O que move os jovens a buscarem representatividade
Diversos fatores impulsionam esse movimento. A baixa participação de pessoas com idade entre 18 e 29 anos no Congresso Nacional é um dos dados mais frequentemente citados. Enquanto a juventude representa uma parcela significativa da população brasileira, seu reflexo nas cadeiras legislativas permanece desproporcionalmente baixo.
Além da baixa bancada jovem, questões como emprego, educação, acesso à saúde mental, moradia digna e futuro ambiental são temas que afetam diretamente a geração atual, mas recebem tratamento insuficiente no debate legislativo. Para muitos jovens, a sensação é de que suas prioridades são tratadas como secundárias pelos representantes eleitos.

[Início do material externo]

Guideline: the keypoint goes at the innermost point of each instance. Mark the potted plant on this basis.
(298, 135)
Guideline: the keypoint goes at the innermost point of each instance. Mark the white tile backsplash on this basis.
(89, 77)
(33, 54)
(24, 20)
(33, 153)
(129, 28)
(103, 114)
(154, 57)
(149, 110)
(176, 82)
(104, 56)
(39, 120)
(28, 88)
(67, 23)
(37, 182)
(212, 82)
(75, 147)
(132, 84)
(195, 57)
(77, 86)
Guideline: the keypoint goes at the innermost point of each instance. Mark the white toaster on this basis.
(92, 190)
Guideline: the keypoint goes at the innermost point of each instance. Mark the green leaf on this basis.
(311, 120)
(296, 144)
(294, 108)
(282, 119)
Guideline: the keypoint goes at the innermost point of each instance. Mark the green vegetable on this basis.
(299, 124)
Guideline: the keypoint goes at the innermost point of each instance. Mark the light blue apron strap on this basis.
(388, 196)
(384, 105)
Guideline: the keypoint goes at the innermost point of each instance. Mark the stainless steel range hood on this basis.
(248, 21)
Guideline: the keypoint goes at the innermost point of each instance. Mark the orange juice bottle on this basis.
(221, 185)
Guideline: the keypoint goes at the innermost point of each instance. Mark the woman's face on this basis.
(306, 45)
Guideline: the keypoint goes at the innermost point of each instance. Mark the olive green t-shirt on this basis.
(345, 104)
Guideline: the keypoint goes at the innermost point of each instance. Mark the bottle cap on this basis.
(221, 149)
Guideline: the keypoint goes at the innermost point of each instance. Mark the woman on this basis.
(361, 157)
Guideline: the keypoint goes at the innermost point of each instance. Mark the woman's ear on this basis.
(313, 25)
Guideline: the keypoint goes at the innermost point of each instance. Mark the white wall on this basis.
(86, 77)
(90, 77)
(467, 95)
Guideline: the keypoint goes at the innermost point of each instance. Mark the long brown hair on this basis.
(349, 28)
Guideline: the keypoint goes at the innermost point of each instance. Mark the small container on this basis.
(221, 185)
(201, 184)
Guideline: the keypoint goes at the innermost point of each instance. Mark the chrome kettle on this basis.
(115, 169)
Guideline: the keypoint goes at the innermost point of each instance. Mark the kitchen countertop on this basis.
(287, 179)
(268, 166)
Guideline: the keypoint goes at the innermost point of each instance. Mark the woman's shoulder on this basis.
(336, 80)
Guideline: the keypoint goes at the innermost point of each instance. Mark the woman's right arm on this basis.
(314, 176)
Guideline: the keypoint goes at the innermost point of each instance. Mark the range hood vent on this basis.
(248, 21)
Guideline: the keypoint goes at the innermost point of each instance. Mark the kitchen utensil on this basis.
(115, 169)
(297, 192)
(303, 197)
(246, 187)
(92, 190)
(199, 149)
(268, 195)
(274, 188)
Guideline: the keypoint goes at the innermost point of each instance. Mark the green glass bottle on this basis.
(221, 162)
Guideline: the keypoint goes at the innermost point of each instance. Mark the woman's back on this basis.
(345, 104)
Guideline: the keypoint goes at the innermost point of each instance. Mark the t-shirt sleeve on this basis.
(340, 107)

O que dizem os especialistas
Analistas políticos e sociólogos apontam que a falta de representatividade juvenil não é apenas um problema estatístico — é um sintoma de uma democracia que ainda não encontrou mecanismos eficazes de incluir parcelas significativas da população nas decisões coletivas. A dificuldade de acesso de jovens a cargos eletivos, seja por barreiras financeiras, partidárias ou deNetworking, amplia a distância entre governantes e governados.
A participação em conselhos municipais, movimentos estudantis e coletivos comunitários tem crescido, demonstrando que o interesse político da juventude não é inexistente — mas sim insuficientemente acolhido pelas estruturas tradicionais de poder.
Em Rondônia, o cenário se repete
No estado de Rondônia, a realidade não difere do panorama nacional. Jovens de Porto Velho, Ariquemes, Cacoal e outras cidades têm organizado fóruns, rodas de conversa e ações coletivas para discutir a participação política. Ainda assim, os índices de participação juvenil nas urnas e na vida partidária permanecem abaixo do esperado, e as pautas da juventude seguem sub-representadas nas pautas legislativas estaduais.
O que pode ser feito
Entre as possibilidades debatidas estão a criação de cotas para jovens em partidos políticos, a ampliação de mecanismos de participação direta como orçamento participativo e plebiscitos temáticos, além do fortalecimento de conselhos juvenis nos municípios. A educação política nas escolas também é apontada como caminho para formar cidadãos mais engajados desde cedo.
O grito dos jovens por maior representatividade não é apenas uma demanda de uma geração — é um chamado por uma democracia mais inclusiva e refletiva da diversidade que compõe a sociedade brasileira.